How much and what kind of marijuana (I’m a sativa gal) you cook with is entirely up to you, though a little can go a long way. Remember when cooking with marijuana, just as with smoking weed, the stronger the strain, the stronger the result and that eating your dose of THC often produces more intense results due to metabolizing the molecules. Also keep in mind that THC 1) must bind with a fat and 2) requires heat to activate (that’s decarboxylation, friends). Temperatures above 350°F kill the THC, so keep that in mind for recipes. Read about terpenes; read about dosing. And perhaps most importantly, the first rule of edibles club: Don’t lose track of how much you’ve consumed. And always, always keep all marijuana-related items far out of reach.
My new favorite marijuana vehicle is bacon. I’m not one of those freaks that keeps bacon Band-Aids in the first aid kit or adds it to every potato and sandwich, and I am wholeheartedly against adding it to my Bloody Mary. But, bacon does add a certain sparkle to the day, and adding marijuana is not only simple, it yields an additional return on your investment: infused bacon grease, perfect for scrambling eggs and sautéing onions. (Note: Yes, you could use vegan bacon but animal-friendly products don’t have the tasty fat to render.) The easiest method is to powder your herb to coarse salt size, sprinkle it on each strip and bake, flipping and re-sprinkling each strip.
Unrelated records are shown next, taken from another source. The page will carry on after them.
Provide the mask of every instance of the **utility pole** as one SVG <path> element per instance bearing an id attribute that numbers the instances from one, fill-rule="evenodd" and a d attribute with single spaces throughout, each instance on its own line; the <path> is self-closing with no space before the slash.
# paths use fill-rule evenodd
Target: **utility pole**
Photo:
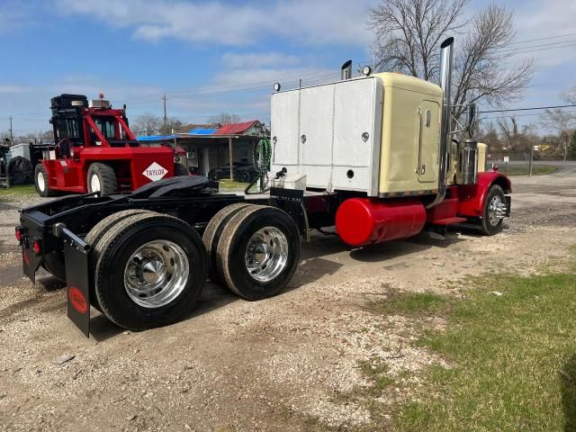
<path id="1" fill-rule="evenodd" d="M 168 122 L 166 116 L 166 93 L 164 94 L 164 96 L 162 96 L 162 100 L 164 101 L 164 133 L 166 133 Z"/>
<path id="2" fill-rule="evenodd" d="M 12 146 L 14 143 L 14 136 L 12 131 L 12 115 L 10 116 L 10 145 Z"/>

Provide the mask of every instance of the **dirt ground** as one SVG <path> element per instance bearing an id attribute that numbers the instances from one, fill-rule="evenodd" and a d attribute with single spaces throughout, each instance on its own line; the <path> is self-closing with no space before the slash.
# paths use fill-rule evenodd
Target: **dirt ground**
<path id="1" fill-rule="evenodd" d="M 17 209 L 41 198 L 0 201 L 0 430 L 386 429 L 410 395 L 392 386 L 371 401 L 374 416 L 345 397 L 369 385 L 360 364 L 383 362 L 418 385 L 442 359 L 412 344 L 415 323 L 366 304 L 391 289 L 454 292 L 466 274 L 535 273 L 576 244 L 575 165 L 513 188 L 496 237 L 351 249 L 315 234 L 275 298 L 248 302 L 207 284 L 190 317 L 163 328 L 125 332 L 93 310 L 89 339 L 66 317 L 61 283 L 21 274 Z"/>

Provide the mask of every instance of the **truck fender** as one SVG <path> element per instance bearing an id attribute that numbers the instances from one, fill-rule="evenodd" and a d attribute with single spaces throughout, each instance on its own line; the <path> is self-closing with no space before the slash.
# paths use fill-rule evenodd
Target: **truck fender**
<path id="1" fill-rule="evenodd" d="M 512 192 L 510 179 L 498 171 L 478 173 L 476 184 L 462 185 L 458 188 L 461 216 L 478 218 L 484 212 L 486 195 L 492 184 L 500 185 L 504 194 Z"/>

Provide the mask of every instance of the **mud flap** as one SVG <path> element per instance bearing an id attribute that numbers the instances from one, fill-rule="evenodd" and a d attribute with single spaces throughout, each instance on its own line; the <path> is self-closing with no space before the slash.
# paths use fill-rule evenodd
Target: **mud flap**
<path id="1" fill-rule="evenodd" d="M 68 316 L 90 338 L 90 290 L 88 251 L 73 241 L 64 241 Z"/>

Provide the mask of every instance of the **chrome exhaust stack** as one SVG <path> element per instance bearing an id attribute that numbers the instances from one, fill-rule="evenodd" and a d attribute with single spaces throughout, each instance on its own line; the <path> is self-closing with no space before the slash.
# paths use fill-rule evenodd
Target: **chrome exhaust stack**
<path id="1" fill-rule="evenodd" d="M 438 167 L 438 193 L 427 208 L 430 209 L 444 200 L 446 194 L 446 175 L 448 173 L 448 150 L 452 142 L 452 70 L 454 68 L 454 38 L 448 38 L 442 45 L 440 53 L 440 87 L 442 88 L 442 119 L 440 122 L 440 158 Z"/>
<path id="2" fill-rule="evenodd" d="M 340 69 L 340 79 L 346 81 L 352 77 L 352 60 L 346 61 Z"/>

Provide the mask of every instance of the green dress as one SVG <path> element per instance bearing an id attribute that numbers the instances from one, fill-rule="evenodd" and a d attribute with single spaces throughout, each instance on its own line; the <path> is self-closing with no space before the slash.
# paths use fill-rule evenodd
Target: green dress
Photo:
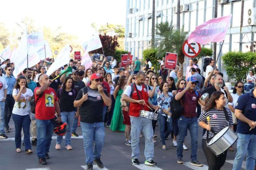
<path id="1" fill-rule="evenodd" d="M 120 88 L 116 95 L 113 116 L 112 117 L 110 125 L 110 129 L 114 131 L 116 130 L 124 131 L 125 128 L 125 125 L 123 124 L 124 117 L 122 114 L 121 102 L 120 101 L 123 91 L 123 90 Z"/>

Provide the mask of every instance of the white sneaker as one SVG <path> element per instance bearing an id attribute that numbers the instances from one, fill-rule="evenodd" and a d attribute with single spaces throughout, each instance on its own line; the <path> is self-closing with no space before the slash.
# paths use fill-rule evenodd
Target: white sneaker
<path id="1" fill-rule="evenodd" d="M 183 144 L 183 150 L 188 150 L 188 148 L 186 147 L 186 146 L 185 146 L 185 145 L 184 144 Z"/>
<path id="2" fill-rule="evenodd" d="M 178 146 L 177 142 L 176 142 L 176 141 L 174 141 L 174 140 L 173 141 L 173 144 L 174 147 L 177 147 L 177 146 Z"/>

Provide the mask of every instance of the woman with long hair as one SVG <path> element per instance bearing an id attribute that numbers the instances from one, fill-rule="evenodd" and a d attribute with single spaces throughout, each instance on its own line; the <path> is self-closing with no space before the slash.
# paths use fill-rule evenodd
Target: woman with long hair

Eat the bacon however you choose, but absolutely don’t forget to save every drop of the drippings.
I’m also all about that savory not sweet life – except for gummy candy – and while most of the internet’s selection of weed recipes are for desserts, I find that not only do I prefer virginal gummies so that I can shovel them into my mouth with abandon, but there are plenty of creative ways to get your fix sans tooth decay. Sure, you could make fluffy weed pancakes with weed butter and weed syrup for brunch bliss, but why not try a crispy veggie and seafood-laden Korean scallion pancake instead? For healthy treats, try using any form in your smoothie. With the cannaoil, enhance your baked kale chips, make salad dressing or marinades, add to your favorite salsa or peanut butter recipes. Make trail mix. If you happen to have a dehydrator, consider the many possibilities for jerky and dried fruits, or even readying your marijuana for cooking. Sear your NY Strip in cannabutter and use the drippings for gravy. Make “medicated mac & cheese” by adding butter to the cheese sauce. As for those weed vitamins, they’re made by a friend, an angel genius, but you could re-create this modern wonder with capsules, oil, and incredibly steady hands.
Isn’t wearing an apron and staying home listening to birds chatter about your favorite musician much, much more comfortable than non-essentially venturing out into Coronaland wearing a makeshift mask?